Um, yes. I strongly suspect they would know that. Again, I ask, what is your point?
My point is time. I want to know how many minutes are alloted for the completion of each circle by someone like Stray Cat and I want to know how many of those minutes are put aside for making hand-made intricacies such as that 'nest'. I want to know how long it takes Stray Cat to do something like that by hand, and also how long it takes him to plot a survey on the ground for a design. I want to know how much longer these things take in bad weather. I want straight answers.
QUESTIONS REGARDING LOGISTICS.
"The hoaxers claim four hours was the time limit imposed for construction, which is the absolute maximum given time of darkness in the English summer, typically when crop circle season is in full swing. To construct 104 circles, the three men would have therefore taken no more than 2.3 minutes to make each circle. Just to make, mind you. No breaks, no measuring, no allowance for the exact placing of the design, or movement of planks, poles and string, not even a toilet break. This in itself should have been a supernatural achievement for three fit men.
In the past, during monitored events, it has taken a team of two people up to an hour to make a not-too-disheveled 70 ft circle. But I'll give the benefit of the doubt and assume that 2 minutes for a circle was achievable, no matter how poor the outcome. This leaves no time to survey the area and place poles on the exact spots where one would lay a circle according to a pre-planned blueprint- the simplest and most accurate means possible for executing a complex design; and in this case it was a fairly complicated design (even though all the elements were naively copied from known genuine crop circles).

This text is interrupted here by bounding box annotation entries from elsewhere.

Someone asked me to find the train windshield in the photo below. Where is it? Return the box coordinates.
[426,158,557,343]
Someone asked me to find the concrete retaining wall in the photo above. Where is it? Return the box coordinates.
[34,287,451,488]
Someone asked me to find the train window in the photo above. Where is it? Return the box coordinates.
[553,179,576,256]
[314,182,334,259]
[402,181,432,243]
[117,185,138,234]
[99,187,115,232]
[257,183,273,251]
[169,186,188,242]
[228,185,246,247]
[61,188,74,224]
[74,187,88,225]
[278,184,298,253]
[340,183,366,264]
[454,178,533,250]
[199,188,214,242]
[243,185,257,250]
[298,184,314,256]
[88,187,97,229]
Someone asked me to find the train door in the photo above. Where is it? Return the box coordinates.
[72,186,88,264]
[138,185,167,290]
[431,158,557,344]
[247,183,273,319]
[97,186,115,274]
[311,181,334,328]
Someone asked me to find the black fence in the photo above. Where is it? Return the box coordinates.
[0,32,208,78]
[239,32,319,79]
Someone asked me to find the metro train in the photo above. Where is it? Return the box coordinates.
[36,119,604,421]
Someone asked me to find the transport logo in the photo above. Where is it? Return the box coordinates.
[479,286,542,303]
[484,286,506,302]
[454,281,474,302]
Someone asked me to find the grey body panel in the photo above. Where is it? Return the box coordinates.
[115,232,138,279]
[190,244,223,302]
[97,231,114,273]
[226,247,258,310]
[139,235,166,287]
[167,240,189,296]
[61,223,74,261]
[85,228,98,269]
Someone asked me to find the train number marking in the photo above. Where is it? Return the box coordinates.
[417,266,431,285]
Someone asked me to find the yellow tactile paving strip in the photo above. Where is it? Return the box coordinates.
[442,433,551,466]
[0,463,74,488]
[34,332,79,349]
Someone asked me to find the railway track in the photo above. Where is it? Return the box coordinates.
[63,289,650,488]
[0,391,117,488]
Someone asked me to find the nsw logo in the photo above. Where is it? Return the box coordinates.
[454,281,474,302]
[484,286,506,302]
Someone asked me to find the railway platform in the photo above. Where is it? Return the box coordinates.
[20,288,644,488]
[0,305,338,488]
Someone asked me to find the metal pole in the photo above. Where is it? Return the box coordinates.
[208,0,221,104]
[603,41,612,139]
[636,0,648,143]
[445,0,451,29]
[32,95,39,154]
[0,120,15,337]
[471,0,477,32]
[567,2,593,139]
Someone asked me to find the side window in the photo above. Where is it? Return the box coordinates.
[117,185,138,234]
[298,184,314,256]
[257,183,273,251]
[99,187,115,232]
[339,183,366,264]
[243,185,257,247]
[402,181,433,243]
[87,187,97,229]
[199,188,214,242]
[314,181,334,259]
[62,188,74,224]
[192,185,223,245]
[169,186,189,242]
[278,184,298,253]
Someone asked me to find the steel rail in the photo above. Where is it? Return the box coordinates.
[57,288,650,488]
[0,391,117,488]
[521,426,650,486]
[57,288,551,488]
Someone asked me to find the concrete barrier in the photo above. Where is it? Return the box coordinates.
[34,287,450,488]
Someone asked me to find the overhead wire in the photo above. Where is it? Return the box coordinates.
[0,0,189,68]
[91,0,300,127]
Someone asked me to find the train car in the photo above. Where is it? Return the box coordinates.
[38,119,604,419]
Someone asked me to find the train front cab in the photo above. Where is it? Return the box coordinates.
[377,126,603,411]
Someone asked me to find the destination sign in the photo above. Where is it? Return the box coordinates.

For this I will draw from a recent study by Rod Bearcloud Berry in Arizona who took the trouble to ask two engineering firms how long they would take just to plot a survey on the ground for the design of 1997's awesome 264 ft Star of Solomon fractal at Milk Hill (below), which boasted a record 204 circles along its perimeter (which would have allowed just 1.1 minute per circle alone, and in a far more densely populated and monitored location). The estimate came in at 6.5 to 7.5 days IN DAYLIGHT, with an additional 4 days should the work be carried out at night.
In a similar trial in 1994, it took five men two full days, working in bright daylight, to produce the simple, but pretty flower crop circle for Arthur C. Clarke's television programme, Unsolved Mysteries.
You will also note from the aerial photo (above) that the center of the formation has two incriminating marks either side of the tractor lines, presumably where the central poles were attached in order to plot the large circle, if not the entire design. In the highly complex Milk Hill formation from last summer (left), the center lies in the middle of pristine standing crop. But you probably won't hear this in the documentary.
From this evidence alone any intelligent person can deduce that it probably required far longer than "four hours of darkness" claimed by Dickinson to produce this formation from initial surveying to final execution. (It now has been discovered from a local and a confidential source that the team staked the entire design beforehand using string and poles)."